Whether it has been musicians taking inspiration from literature, or filmmakers looking to paintings for ideas on shot composition, the arts have frequently found ways to influence and feed into each other for centuries. This influence can manifest itself in obvious ways, like Dan Brown making Da Vinci’s work central to the plot of his novels, or more subtle ways. One of these is the concept of rhythm in non-musical art.
The notion of rhythm in art can be difficult to define precisely, but it suggests a regular sense of motion within a confined visual space. As with rhythms we hear, these artworks offer patterns which draw the audience’s attention and change just enough to keep them interested in the piece as a whole. Here we’ll go through some examples of rhythmic visual art, and explain why it can be so involving.
Rhythm and abstract art
Unlike figurative art, abstract painting and sculpture allows for a far greater range of rhythmic possibilities. By depicting patterns and repetitive motifs, which aren’t usually found in nature or day-to-day life, the visual hook makes itself immediately apparent to the viewer. Any subtle changes to that initial image, design or colour, repeated at regular or irregular intervals throughout the work, are the factors which provide visual art with a rhythmic pulse.
Artists like abstract innovator Wassily Kandinsky or, more recently, Turner prize nominee Ian Davenport, who uses a syringe to create controlled lines of dripped paint, specifically cite the importance of music to their work. Kandinsky experienced synesthesia, a condition which allows one to “hear” colours and “see” sounds, and compared the rhythms of his art to “setting colour in motion”. Davenport, meanwhile, is a drummer himself, and his works provide a constant pulse through their use of regularly spaced lines of various colour; as Davenport puts it, he aims to fuse “colour and line [with] beats and pulses and how you put it together”.
How does rhythm work in art?
Art uses rhythm in a similar way to music, by giving the viewer something regular to latch onto throughout a work, making tiny changes to provide visual accents like a cymbal crash in a drumbeat. In a way, identifying how rhythm works in visual art gives the average viewer a small taste of what synesthesia might be like. As Thought Company puts it, “lines [and forms] can produce a rhythm by implying movement…by the ways in which they’re placed next to one another.”
This may explain the impact of Andy Warhol’s 1978 series of paintings which he entitled Shadows. Comprised of 102 silkscreened canvasses showing the same obscure image in different colours, each painting that makes up Shadows also features some additional brushstrokes, courtesy of the denizens of Warhol’s studio The Factory.
Therefore, despite being identical on the surface, each one has subtle enough differences as to create a sense of movement, beyond the walking that a viewer must do to see each painting in the series. Beyond that, Warhol also told described Shadows as “disco décor”, though in his inimitable deadpan style, this was in reference to the disco held at the show’s opening party, rather than any comment on the rhythm of the work itself.
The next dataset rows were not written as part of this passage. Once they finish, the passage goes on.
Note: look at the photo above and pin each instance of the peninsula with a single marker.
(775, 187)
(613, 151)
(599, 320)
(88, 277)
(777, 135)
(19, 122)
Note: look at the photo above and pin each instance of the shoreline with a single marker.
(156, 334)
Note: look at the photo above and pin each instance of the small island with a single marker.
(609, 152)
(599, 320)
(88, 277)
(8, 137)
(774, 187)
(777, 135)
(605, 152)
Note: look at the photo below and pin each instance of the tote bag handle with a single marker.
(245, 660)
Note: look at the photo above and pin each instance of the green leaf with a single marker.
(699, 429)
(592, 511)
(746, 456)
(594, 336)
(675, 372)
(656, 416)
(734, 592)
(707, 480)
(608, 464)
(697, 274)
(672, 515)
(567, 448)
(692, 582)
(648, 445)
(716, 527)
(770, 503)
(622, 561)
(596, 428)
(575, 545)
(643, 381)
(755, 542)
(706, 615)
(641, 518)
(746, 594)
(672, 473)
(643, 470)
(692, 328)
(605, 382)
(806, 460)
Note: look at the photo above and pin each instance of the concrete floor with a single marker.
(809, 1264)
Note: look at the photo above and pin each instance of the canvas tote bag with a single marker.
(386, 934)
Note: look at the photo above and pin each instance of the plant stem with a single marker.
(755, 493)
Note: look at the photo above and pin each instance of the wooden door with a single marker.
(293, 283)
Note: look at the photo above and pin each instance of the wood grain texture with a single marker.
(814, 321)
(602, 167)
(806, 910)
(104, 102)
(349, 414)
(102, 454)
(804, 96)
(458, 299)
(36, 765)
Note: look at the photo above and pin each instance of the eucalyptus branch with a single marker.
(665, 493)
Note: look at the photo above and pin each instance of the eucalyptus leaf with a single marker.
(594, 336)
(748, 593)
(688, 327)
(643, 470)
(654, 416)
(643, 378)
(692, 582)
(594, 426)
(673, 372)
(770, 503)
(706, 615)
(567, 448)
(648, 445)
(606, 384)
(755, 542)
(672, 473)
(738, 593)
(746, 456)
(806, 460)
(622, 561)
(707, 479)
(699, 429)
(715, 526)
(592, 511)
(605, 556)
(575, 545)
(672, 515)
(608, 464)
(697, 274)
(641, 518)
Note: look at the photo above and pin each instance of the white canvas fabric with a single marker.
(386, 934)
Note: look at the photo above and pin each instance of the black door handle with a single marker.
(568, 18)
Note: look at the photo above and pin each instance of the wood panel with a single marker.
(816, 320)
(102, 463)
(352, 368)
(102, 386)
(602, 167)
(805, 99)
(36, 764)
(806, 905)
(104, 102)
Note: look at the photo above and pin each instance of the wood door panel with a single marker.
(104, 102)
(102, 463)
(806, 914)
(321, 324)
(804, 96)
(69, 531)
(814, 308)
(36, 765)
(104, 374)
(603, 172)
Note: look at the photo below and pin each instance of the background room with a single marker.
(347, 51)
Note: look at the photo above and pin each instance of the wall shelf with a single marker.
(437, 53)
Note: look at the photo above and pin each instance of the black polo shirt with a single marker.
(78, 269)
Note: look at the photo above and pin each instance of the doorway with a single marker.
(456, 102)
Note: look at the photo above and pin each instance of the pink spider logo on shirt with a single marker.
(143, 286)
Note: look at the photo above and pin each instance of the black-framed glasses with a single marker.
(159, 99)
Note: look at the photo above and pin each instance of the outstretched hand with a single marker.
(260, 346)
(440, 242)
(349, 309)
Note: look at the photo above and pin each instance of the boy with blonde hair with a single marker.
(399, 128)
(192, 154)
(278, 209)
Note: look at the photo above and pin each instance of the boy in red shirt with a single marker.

Beyond the finished work itself, much of the sense of rhythm we perceive from art also comes from the physical motion which brings the paint to the canvas. You may think this would be a stretch of the imagination, but works of process art are made to intentionally encourage the viewer to consider how it was made, whether through measured brushstrokes, or the repetitive splashes and violent motions of action painters like Jackson Pollock.
So whilst it may not make itself immediately apparent, works of fine art can have as much rhythm as any audio-visual artforms, and could even take more imagination on the part of the viewer to perceive, which makes it more rewarding.